Starting Jan. 1, 2014, people without insurance will see a fee of $94 or 1% of their income, whichever is greater, on that year's taxes. Those amounts will increase each year until 2016, when the penalty will be $695 or 2.5% of income.

Also, next year individuals with preexisting conditions can no longer be legally denied coverage, regardless of their age.

Business Impact

Individuals aren't the only ones affected by the new laws. Businesses in Burbank are nervously anticipating new requirements for employer-provided healthcare.

The bulk of those effects won't be felt for at least another year, however, as the so-called “employer mandate,” in which businesses will be taxed for not providing healthcare options to their employees, won't kick in until Jan. 1, 2015.

Once the mandate does go into effect, businesses with 50 or more full-time employees will be required either to provide a health plan that meets federally mandated “minimum required value” guidelines or pay fees.

Under the law, full-time employees are those that work 30 hours or more. Part-time employees' hours will be summed and averaged as well, so that a company can't replace one full-time employee with two part-timers to escape the requirement.

For some workers in Burbank, the reform is already having an impact.

Sage Simmons, manager of Dine with 9 catering company in Sherman Oaks, which caters film, television and commercial shoots in Burbank, said that for freelance workers in the industry, the new exchanges are a boon.

“We do freelance production catering … so nobody is really getting any health unless they have a union,” she said. “I’ll probably switch over … a lot of people are looking into it.”

Businesses will be seeing their insurance bills go up even before the employer mandate goes into effect, say brokers, as insurance companies pass along the cost of the new taxes and fees levied upon them.

Scott Morsch, of Gallagher Benefit Services, a consulting firm that helps businesses prepare for the impacts of the new laws, said businesses can expect to see a 3.5 to 4% increase in the cost of their healthcare plans on top of the normal increase that often accompanies each year's renewal.

Morsch said part of that increase is coming from the 2.5% federal tax now being applied to healthcare insurance companies to help pay for the reform measures, the costs of which are being passed on by the insurance companies to consumers.

Morsch said that for most business owners, the new laws are going to have an economic cost.

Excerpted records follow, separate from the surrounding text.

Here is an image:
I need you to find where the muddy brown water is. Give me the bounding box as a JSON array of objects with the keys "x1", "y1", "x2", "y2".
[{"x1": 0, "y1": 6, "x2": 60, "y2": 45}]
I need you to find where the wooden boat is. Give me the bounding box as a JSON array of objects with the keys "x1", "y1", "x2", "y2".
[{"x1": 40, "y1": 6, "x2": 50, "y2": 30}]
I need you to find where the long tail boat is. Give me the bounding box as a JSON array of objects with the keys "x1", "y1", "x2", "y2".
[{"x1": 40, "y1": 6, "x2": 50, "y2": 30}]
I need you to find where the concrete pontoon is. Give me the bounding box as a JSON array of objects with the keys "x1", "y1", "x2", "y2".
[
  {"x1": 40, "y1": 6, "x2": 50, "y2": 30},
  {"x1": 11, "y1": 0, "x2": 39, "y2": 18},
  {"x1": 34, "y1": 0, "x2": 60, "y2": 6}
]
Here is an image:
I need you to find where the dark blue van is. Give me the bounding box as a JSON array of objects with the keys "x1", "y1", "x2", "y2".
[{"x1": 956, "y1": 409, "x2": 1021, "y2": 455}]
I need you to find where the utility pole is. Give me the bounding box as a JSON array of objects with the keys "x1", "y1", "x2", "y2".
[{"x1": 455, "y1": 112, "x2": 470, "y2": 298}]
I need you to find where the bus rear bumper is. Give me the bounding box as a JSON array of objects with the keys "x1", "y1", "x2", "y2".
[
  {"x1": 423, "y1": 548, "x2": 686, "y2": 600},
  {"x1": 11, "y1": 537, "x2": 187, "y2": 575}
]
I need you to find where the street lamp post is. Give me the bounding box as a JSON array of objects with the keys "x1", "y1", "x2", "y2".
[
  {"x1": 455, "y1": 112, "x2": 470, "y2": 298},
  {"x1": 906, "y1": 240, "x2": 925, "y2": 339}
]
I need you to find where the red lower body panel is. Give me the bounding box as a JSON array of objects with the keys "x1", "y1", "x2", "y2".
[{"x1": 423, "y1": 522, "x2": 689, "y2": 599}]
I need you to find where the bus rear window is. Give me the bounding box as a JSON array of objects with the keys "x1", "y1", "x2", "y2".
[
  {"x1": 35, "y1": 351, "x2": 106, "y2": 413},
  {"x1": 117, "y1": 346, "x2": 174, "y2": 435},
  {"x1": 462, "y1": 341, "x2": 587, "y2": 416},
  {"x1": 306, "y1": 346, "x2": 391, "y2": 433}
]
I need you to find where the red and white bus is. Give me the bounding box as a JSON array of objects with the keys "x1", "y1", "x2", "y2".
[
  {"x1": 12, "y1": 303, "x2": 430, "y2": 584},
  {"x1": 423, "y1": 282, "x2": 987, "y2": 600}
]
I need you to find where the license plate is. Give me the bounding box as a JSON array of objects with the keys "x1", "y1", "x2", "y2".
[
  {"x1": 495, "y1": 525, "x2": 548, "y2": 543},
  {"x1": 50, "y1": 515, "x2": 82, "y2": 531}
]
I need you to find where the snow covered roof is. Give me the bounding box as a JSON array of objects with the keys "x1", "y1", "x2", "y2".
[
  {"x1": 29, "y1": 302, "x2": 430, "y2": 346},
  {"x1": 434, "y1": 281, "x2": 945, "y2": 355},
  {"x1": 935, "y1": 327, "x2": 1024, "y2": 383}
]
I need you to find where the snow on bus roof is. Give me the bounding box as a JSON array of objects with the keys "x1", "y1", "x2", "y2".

“I think it is a net negative,” he said. “I think what they're seeing is in order to solve for the greater good, and that is to get uninsured people covered, there's going to be some expense with that.”

But one medical professional said it's important to take the long view. Mike Rembis, chief executive of Providence Saint Joseph Medical Center, said the law is about all parties — consumers, business-owners and healthcare providers — making some sacrifices.

“Without the legislation, we would see too many people go without preventive care … and people diagnosed with serious illness late in their illness,” which results in costlier care, he said.

“In the long-term, I think we'll see a healthier populations and a less costly healthcare bill for everyone.”

For his part, Houlemard said he will be evaluating his options, seeing if he's now eligible for Medi-Cal, or if he can get coverage on the exchange for less than $100 a month.

“Health insurance is hard to come by,” he said. “I'm starting the process.”

Reporter Joe Piasecki contributed to this story.